Ilustração: Nature Jornal

Texto publicado originalmente por Sofia Belardinelli no site da Universidade de Padova.

A dieta desenvolvida pela comissão EAT Lancet, da revista científica The Lancet, publicada em 2019, propõe um modelo alimentar que protege tanto a saúde humana quanto a saúde ambiental, enquadrando-se assim plenamente na definição de “dieta sustentável” desenvolvida pela FAO (Organização das Nações Unidas para a Alimentação e Agricultura). A dieta proposta pela EAT Lancet também é pensada como universal: isto é, inclui uma série de características e critérios de escolha que – pelo menos em teoria – são transversais às diferenças econômicas, ambientais e culturais locais e, portanto, podem ser colocados em prática em todas as partes do mundo.

Um dos principais méritos que devem ser reconhecidos neste documento é, sem dúvida, o fato de ter indicado um caminho: o relatório da Comissão EAT Lancet fornece de fato uma solução viável e cientificamente correta para alimentar a crescente população mundial sem ultrapassar os constrangimentos planetários, como acontece hoje. A inovação, essencialmente, consiste em ter abordado a questão da necessária transformação dos sistemas alimentares com uma abordagem holística, capaz de unir – e, esperamos, resolver em conjunto – duas grandes questões da nossa era: a crise ambiental e a crise sanitária em curso hoje.

No entanto, a própria universalidade desta proposta suscitou inúmeras críticas: em primeiro lugar, a sua falta de aplicabilidade. Por outras palavras, foi destacado que é difícil adotar em larga escala a dieta sustentável desenvolvida pela comissão EAT Lancet precisamente devido à falta de atenção às complexas interações entre as dimensões globais e locais e à identificação de estratégias para harmonizar interesses, muitas vezes conflitantes, dos diferentes sistemas envolvidos.

Num artigo publicado na revista científica PNAS, um grupo intercontinental de investigadores destacou a necessidade de garantir que a transformação do atual sistema alimentar global seja realmente alcançável. Para que isso aconteça, é fundamental compreender as condições de possibilidade dos quatro níveis envolvidos: agrícola, econômico, social e cultural. Até agora – dizem os autores – a investigação sobre este tema tem prosseguido em níveis paralelos, numa compartimentalização que abrandou a mudança. Agora é o momento de colmatar estas lacunas e adotar uma abordagem verdadeiramente interdisciplinar, para que possamos preencher as lacunas que ainda existem.

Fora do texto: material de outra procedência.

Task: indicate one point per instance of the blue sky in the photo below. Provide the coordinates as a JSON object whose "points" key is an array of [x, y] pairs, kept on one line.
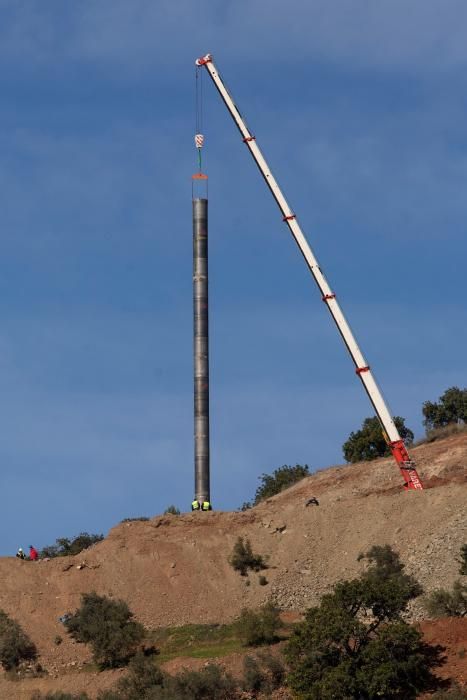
{"points": [[360, 108]]}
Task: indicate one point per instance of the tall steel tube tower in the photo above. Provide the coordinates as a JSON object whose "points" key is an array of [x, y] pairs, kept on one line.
{"points": [[201, 348]]}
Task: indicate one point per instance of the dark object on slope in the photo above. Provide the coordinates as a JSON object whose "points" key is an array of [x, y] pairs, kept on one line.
{"points": [[312, 502]]}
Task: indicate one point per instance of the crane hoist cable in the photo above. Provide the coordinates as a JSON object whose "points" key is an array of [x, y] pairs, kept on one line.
{"points": [[362, 368], [199, 138]]}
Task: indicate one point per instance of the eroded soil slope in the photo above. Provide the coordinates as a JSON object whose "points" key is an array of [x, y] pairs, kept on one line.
{"points": [[174, 570]]}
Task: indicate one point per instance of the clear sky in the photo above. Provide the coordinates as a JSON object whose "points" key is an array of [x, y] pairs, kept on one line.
{"points": [[360, 108]]}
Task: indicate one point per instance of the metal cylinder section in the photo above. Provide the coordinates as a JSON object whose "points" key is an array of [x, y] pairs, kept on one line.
{"points": [[201, 348]]}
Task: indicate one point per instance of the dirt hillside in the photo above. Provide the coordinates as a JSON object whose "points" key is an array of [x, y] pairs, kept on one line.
{"points": [[173, 570]]}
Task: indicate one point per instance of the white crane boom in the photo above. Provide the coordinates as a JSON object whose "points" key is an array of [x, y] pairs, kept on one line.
{"points": [[392, 436]]}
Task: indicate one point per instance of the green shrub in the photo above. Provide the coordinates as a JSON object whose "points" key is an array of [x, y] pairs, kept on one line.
{"points": [[254, 679], [141, 518], [434, 434], [463, 560], [210, 683], [281, 479], [454, 693], [263, 673], [59, 695], [15, 645], [144, 679], [444, 603], [259, 627], [450, 409], [369, 443], [106, 625], [355, 644], [274, 667], [65, 547], [242, 558]]}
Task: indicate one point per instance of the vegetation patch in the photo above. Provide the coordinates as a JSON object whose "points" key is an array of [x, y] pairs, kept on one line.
{"points": [[108, 626], [355, 644], [243, 559], [65, 547], [281, 479], [195, 641], [369, 442], [261, 627], [15, 645]]}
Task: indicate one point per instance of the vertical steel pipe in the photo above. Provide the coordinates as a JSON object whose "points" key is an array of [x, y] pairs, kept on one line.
{"points": [[201, 348]]}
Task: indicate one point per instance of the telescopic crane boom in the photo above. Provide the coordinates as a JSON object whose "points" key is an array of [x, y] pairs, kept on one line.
{"points": [[394, 440]]}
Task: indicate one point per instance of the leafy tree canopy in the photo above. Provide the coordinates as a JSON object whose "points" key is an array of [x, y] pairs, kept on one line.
{"points": [[65, 547], [106, 625], [451, 408], [355, 644], [463, 560], [369, 443], [274, 483]]}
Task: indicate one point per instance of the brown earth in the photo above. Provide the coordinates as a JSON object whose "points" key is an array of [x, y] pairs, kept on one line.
{"points": [[174, 570]]}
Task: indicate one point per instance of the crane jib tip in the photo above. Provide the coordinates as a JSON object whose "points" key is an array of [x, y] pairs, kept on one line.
{"points": [[203, 60]]}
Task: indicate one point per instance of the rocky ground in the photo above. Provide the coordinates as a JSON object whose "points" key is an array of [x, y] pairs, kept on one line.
{"points": [[174, 570]]}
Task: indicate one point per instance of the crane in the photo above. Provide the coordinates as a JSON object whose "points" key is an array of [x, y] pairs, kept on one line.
{"points": [[362, 368]]}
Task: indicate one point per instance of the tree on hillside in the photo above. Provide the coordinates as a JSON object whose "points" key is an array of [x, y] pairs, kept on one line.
{"points": [[451, 408], [355, 644], [15, 645], [279, 480], [369, 443], [65, 547], [463, 560], [108, 626], [244, 559]]}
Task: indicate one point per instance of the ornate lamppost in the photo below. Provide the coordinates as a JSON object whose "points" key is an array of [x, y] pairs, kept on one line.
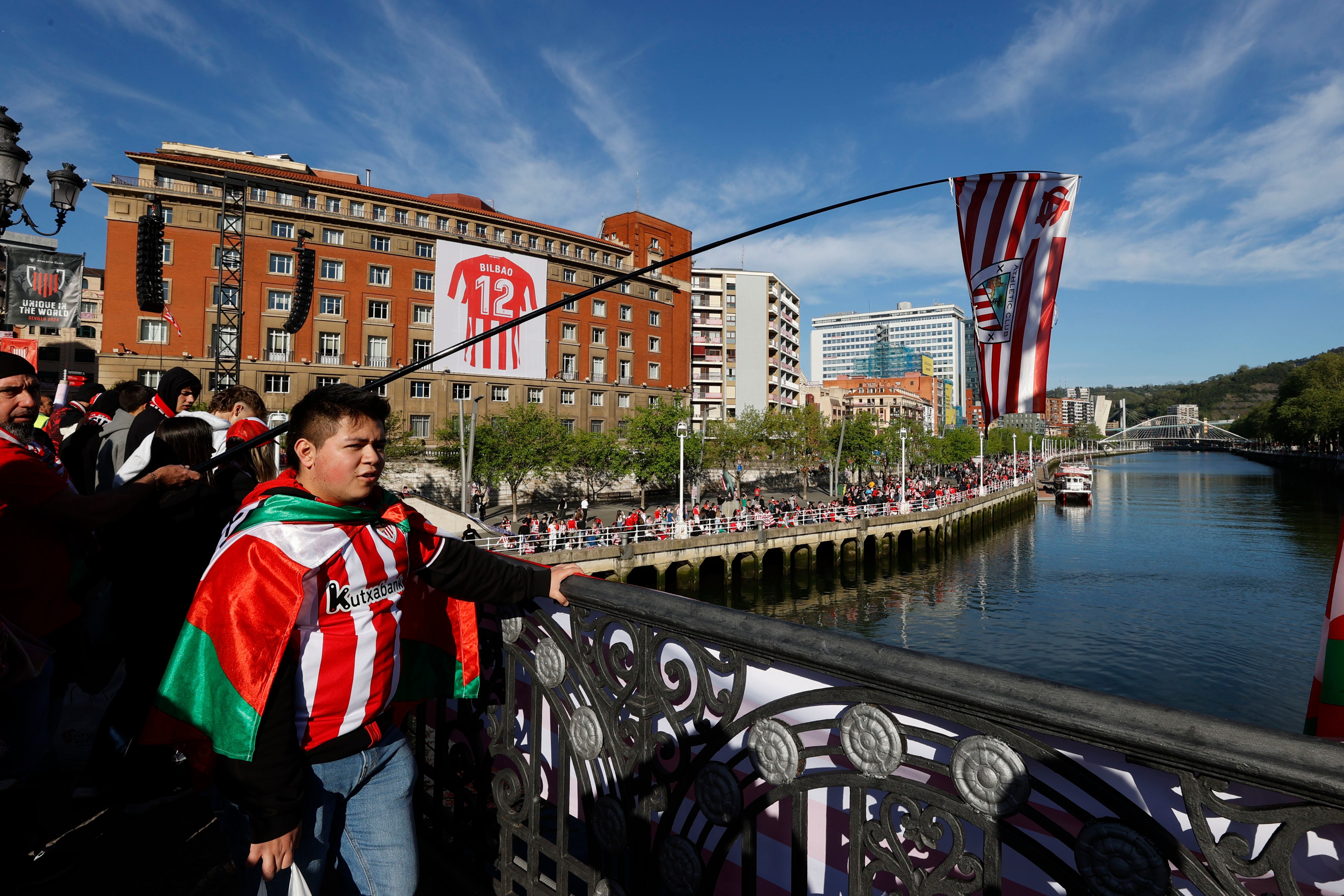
{"points": [[14, 183]]}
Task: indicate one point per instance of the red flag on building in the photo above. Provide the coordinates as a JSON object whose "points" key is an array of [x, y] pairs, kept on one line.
{"points": [[1014, 228]]}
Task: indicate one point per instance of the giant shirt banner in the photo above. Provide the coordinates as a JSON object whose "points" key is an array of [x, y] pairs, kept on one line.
{"points": [[1014, 228], [44, 288], [476, 289]]}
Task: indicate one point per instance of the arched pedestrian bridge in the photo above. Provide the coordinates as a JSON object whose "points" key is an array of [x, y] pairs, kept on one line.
{"points": [[1172, 430]]}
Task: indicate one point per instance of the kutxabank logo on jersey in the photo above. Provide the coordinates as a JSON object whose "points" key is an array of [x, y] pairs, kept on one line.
{"points": [[994, 299]]}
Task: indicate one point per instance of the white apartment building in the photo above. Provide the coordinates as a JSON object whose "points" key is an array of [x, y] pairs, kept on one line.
{"points": [[745, 343], [940, 331]]}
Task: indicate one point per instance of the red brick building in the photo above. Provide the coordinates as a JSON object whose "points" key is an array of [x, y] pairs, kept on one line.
{"points": [[374, 291]]}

Uma das deficiências da dieta recomendada pela Lancet consiste em não contextualizar adequadamente a dieta e os hábitos alimentares das pessoas. Um primeiro elemento a ter em devida consideração é, neste sentido, o contexto nacional ou regional no qual se formam os hábitos alimentares de indivíduos e de comunidades inteiras. Além disso, se forem examinados tanto o impacto ambiental como os custos em termos de saúde humana, é claro que estes dois parâmetros nem sempre coincidem: em vários casos, pelo contrário, uma dieta de maior qualidade corresponde a um maior nível de emissões. A questão é que não existe uma solução, mas há muitas que mudam dependendo de uma variedade de fatores externos concorrentes, desde o ambiente até às condições sociais.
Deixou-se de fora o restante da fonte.